На довольно устойчивых топчанах, покрытых не очень тощими матрацами, лежали мужчины. Не доходяги, не фитили, не шкилеты, а нормальные с виду, преимущественно молодые мужчины. Они резко отличались от наших тасканских пациентов, обессиленно и обреченно доплывавших к неизбежному берегу. Здесь лежали люди, еще вчера здоровые, привыкшие к активному сопротивлению силам смерти. Они были сломлены сейчас не многолетним голодом и непосильным трудом, а острым, быстро текущим заболеванием. Заключенные в прежнем значении этого слова составляли здесь меньшинство. А большинством были люди нового послевоенного колымского сословия, так называемые «эска» – спецконтингент.

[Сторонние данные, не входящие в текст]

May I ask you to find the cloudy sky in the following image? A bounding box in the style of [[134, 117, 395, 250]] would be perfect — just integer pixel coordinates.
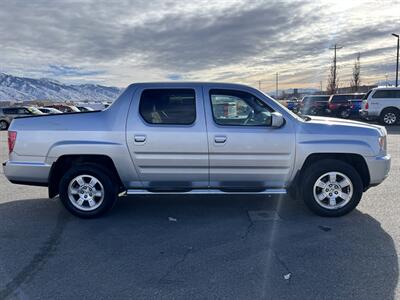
[[0, 0, 400, 90]]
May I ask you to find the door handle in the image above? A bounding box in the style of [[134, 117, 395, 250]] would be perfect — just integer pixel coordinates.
[[134, 135, 146, 143], [214, 135, 227, 144]]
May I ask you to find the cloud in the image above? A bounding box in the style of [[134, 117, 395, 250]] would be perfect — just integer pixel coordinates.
[[0, 0, 400, 85], [44, 65, 105, 77]]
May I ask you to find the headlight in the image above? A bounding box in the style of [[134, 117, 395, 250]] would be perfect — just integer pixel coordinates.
[[378, 135, 386, 151]]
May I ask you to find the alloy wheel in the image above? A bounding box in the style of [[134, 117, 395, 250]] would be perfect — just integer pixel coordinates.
[[313, 172, 354, 210], [68, 175, 104, 211]]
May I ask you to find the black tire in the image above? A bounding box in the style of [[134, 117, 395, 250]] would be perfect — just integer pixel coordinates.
[[59, 163, 118, 218], [0, 120, 10, 130], [379, 108, 400, 126], [302, 159, 363, 217]]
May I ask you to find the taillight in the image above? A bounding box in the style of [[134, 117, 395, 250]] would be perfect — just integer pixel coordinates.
[[8, 131, 17, 153]]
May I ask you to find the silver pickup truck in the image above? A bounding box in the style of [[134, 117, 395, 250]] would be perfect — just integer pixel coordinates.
[[3, 83, 390, 218]]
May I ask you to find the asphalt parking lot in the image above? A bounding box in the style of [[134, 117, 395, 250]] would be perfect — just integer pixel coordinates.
[[0, 127, 400, 299]]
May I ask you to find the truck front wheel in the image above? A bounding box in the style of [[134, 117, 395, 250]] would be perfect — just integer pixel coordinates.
[[59, 164, 118, 218], [302, 159, 363, 217]]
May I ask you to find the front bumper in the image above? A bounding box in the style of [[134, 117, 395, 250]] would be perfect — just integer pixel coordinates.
[[3, 161, 51, 186], [366, 154, 391, 186]]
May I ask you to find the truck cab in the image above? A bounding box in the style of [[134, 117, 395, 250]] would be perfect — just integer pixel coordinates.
[[3, 82, 390, 218]]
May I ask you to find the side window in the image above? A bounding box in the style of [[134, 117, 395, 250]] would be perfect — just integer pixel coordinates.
[[139, 89, 196, 125], [210, 89, 272, 126], [17, 107, 29, 115], [3, 108, 17, 115]]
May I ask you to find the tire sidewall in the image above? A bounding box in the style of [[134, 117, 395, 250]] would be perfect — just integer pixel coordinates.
[[302, 159, 363, 217], [59, 164, 118, 218]]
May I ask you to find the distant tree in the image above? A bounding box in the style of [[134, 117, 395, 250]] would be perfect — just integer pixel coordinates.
[[350, 53, 361, 92], [326, 61, 339, 94]]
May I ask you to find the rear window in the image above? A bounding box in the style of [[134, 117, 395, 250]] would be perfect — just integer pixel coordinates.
[[372, 90, 400, 99], [139, 89, 196, 125]]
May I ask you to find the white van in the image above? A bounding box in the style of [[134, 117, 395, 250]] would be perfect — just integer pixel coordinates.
[[360, 87, 400, 125]]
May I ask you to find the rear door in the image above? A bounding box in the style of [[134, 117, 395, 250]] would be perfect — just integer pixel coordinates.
[[204, 85, 295, 191], [126, 84, 209, 190]]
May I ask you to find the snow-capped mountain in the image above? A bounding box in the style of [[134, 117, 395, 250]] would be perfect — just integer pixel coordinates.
[[0, 73, 122, 101]]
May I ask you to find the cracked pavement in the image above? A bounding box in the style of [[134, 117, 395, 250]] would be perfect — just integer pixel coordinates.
[[0, 128, 400, 299]]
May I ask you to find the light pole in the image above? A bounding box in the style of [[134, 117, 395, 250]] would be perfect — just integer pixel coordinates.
[[392, 33, 400, 87]]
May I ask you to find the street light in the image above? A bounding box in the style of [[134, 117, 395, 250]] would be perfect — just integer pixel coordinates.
[[392, 33, 400, 87]]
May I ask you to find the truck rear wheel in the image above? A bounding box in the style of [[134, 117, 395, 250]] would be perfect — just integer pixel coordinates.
[[379, 108, 400, 126], [302, 159, 363, 217], [59, 164, 118, 218]]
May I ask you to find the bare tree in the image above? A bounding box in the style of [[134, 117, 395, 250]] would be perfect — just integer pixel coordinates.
[[326, 63, 339, 94], [350, 53, 361, 92], [326, 44, 342, 94]]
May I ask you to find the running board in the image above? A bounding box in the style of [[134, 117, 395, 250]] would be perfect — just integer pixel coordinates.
[[126, 189, 286, 195]]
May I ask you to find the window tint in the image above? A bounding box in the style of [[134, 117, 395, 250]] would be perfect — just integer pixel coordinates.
[[17, 107, 30, 115], [210, 89, 272, 126], [139, 89, 196, 125], [372, 90, 400, 98]]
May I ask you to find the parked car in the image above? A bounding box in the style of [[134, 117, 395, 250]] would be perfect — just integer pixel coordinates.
[[348, 98, 365, 118], [3, 83, 391, 218], [38, 107, 63, 114], [0, 106, 42, 130], [326, 93, 365, 119], [286, 99, 299, 112], [360, 87, 400, 126], [299, 95, 330, 116], [46, 104, 80, 113], [76, 106, 94, 111]]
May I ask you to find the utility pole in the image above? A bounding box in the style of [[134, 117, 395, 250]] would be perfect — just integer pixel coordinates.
[[392, 33, 400, 87], [329, 44, 343, 93]]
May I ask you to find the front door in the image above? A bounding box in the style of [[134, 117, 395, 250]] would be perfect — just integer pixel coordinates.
[[204, 85, 295, 191], [127, 84, 208, 191]]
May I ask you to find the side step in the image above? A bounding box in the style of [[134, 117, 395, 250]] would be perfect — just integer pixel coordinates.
[[126, 189, 286, 195]]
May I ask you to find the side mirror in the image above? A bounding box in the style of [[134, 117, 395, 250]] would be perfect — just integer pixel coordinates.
[[271, 112, 285, 128]]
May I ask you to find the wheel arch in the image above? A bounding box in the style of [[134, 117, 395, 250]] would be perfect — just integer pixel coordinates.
[[292, 153, 371, 191], [48, 154, 124, 198]]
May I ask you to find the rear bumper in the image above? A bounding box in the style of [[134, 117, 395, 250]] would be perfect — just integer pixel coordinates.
[[366, 154, 391, 186], [3, 161, 51, 186]]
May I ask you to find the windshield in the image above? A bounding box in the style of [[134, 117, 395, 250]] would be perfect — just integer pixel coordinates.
[[26, 107, 43, 115], [260, 91, 309, 121]]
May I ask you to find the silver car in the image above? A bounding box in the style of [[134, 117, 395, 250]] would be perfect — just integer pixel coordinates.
[[3, 83, 390, 218], [0, 106, 42, 130]]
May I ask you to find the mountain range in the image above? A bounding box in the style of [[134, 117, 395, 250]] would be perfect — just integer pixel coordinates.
[[0, 73, 123, 101]]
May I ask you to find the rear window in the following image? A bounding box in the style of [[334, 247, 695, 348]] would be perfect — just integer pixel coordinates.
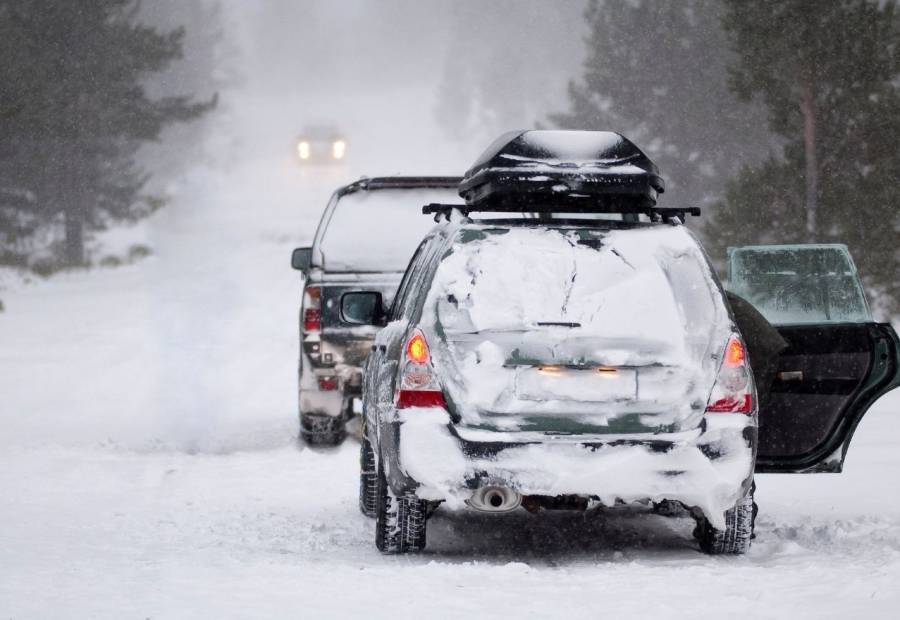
[[431, 226, 726, 361], [319, 188, 462, 271], [728, 244, 872, 325]]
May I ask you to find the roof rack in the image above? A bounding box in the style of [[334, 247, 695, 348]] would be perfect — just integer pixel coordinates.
[[338, 176, 462, 196], [422, 202, 700, 223]]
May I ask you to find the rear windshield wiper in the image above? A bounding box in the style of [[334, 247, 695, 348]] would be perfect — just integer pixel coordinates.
[[535, 321, 581, 327]]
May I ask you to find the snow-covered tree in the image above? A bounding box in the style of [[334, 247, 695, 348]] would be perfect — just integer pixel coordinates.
[[550, 0, 771, 206], [705, 0, 900, 310], [0, 0, 215, 265]]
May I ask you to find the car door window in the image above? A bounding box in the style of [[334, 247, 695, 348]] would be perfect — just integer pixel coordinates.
[[726, 244, 900, 472], [727, 244, 872, 325]]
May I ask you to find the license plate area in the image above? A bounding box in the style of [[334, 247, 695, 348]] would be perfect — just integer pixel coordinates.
[[516, 366, 637, 402]]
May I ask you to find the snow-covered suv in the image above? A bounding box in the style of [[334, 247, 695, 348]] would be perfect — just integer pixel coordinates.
[[341, 132, 900, 553], [291, 176, 461, 444]]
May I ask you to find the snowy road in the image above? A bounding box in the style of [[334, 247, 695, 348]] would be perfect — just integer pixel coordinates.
[[0, 105, 900, 619], [0, 398, 900, 618]]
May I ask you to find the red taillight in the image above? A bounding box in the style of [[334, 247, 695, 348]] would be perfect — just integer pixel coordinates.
[[303, 308, 322, 332], [397, 390, 447, 409], [723, 336, 747, 367], [319, 375, 338, 392], [303, 286, 322, 332], [406, 332, 428, 364], [706, 394, 753, 413], [397, 329, 447, 409], [706, 335, 754, 414]]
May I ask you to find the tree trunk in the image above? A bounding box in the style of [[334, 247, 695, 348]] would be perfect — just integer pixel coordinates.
[[801, 78, 819, 241], [65, 203, 84, 267]]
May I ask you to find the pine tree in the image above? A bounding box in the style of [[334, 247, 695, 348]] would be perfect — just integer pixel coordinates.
[[0, 0, 215, 265], [550, 0, 770, 206], [705, 0, 900, 310]]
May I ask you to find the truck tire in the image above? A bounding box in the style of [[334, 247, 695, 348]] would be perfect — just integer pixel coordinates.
[[300, 413, 346, 446], [375, 460, 428, 554], [694, 486, 756, 555], [359, 429, 378, 518]]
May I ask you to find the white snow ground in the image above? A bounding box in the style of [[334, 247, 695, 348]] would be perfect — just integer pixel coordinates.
[[0, 52, 900, 619]]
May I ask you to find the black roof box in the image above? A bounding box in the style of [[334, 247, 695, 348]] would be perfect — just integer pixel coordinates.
[[459, 130, 665, 213]]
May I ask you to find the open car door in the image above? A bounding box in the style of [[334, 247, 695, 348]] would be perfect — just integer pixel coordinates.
[[727, 244, 900, 473]]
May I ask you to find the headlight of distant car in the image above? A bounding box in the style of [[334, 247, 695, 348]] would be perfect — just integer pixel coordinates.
[[297, 140, 309, 159], [331, 140, 347, 159]]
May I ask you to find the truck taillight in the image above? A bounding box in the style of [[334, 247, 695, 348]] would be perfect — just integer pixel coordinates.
[[397, 329, 447, 409], [706, 334, 754, 414], [303, 286, 322, 332]]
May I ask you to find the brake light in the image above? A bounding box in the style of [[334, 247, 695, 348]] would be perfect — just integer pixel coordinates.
[[406, 332, 428, 364], [397, 329, 447, 409], [303, 286, 322, 332], [303, 308, 322, 332], [725, 336, 747, 366], [319, 375, 338, 392], [706, 334, 754, 414]]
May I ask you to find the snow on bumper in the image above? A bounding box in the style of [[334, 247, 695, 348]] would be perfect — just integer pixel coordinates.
[[391, 409, 755, 527]]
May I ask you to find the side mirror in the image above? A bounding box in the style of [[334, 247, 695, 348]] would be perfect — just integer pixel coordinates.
[[341, 291, 387, 327], [291, 248, 312, 273]]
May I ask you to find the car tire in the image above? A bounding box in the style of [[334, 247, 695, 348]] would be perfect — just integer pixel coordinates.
[[694, 485, 756, 555], [375, 460, 428, 554], [359, 429, 378, 518], [300, 413, 347, 446]]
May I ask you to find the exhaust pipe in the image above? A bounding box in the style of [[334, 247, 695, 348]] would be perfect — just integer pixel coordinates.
[[466, 487, 522, 513]]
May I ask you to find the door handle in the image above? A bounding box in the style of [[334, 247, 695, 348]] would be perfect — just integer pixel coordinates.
[[777, 370, 803, 381]]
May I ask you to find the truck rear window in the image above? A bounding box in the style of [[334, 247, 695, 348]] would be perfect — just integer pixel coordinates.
[[319, 188, 462, 272]]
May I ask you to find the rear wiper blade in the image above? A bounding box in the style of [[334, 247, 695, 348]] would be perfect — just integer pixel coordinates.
[[535, 321, 581, 327]]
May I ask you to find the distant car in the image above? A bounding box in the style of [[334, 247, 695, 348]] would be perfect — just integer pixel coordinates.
[[341, 131, 900, 554], [296, 125, 347, 164], [291, 176, 462, 444]]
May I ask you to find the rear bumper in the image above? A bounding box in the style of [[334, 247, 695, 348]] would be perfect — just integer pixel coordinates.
[[382, 409, 756, 524]]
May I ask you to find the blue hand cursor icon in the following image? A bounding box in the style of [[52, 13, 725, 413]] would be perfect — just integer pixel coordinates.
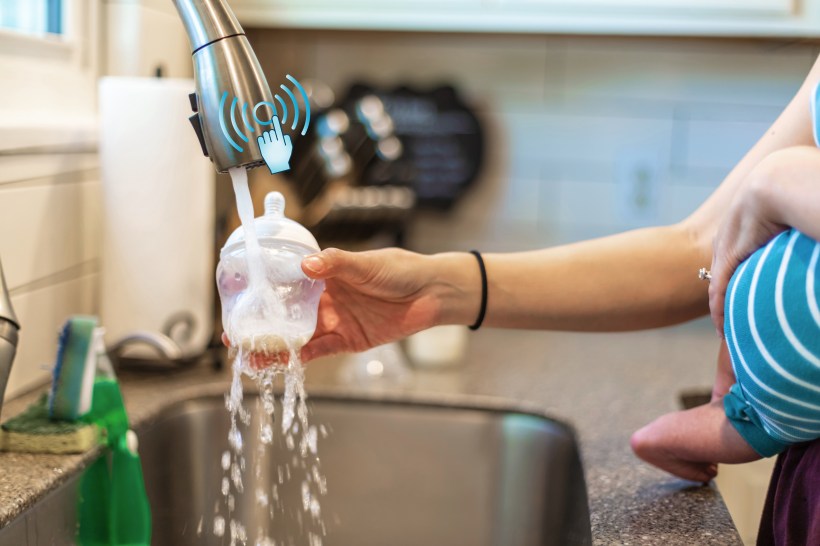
[[256, 116, 293, 174]]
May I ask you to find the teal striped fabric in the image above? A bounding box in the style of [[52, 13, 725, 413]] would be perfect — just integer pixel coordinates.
[[724, 229, 820, 457]]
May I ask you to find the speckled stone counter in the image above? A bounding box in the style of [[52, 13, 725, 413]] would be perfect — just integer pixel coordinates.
[[0, 323, 740, 546]]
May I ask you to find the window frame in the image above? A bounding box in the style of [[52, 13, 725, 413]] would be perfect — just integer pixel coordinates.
[[0, 0, 102, 152]]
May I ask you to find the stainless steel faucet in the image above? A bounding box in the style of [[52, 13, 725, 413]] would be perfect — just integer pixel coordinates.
[[0, 263, 20, 418], [174, 0, 275, 172]]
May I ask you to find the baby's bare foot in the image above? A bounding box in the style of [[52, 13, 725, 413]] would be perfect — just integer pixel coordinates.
[[631, 400, 760, 482], [630, 425, 717, 483]]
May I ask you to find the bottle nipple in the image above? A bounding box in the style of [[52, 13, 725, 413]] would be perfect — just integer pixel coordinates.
[[265, 191, 285, 218]]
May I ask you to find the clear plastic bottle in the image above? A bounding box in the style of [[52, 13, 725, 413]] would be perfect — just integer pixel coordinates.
[[216, 192, 324, 354]]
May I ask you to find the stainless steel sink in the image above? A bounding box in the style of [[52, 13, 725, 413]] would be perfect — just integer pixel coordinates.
[[140, 397, 591, 546], [0, 396, 591, 546]]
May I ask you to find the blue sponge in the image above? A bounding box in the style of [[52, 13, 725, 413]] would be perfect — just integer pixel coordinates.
[[48, 315, 97, 421]]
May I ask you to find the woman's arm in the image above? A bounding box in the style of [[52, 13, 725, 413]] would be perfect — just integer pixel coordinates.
[[709, 146, 820, 335], [302, 55, 820, 360], [462, 53, 820, 330]]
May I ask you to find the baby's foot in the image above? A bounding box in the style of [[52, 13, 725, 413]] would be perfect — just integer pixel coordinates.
[[630, 423, 717, 483], [631, 399, 760, 482]]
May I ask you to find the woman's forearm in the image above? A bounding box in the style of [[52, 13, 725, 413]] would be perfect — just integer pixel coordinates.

Это была моя первая встреча с людьми, вынесенными сюда из другого ада – из ада войны и гитлеризма. Среди них были самые различные категории. Некоторые на вопрос «за что?» отвечали: «За то, что не покончил самоубийством». Другие – латыши, эстонцы, литовцы – были мобилизованы в германскую армию при оккупации Гитлером Прибалтики. Третьи бежали из плена или были вывезены из освобожденных нами районов.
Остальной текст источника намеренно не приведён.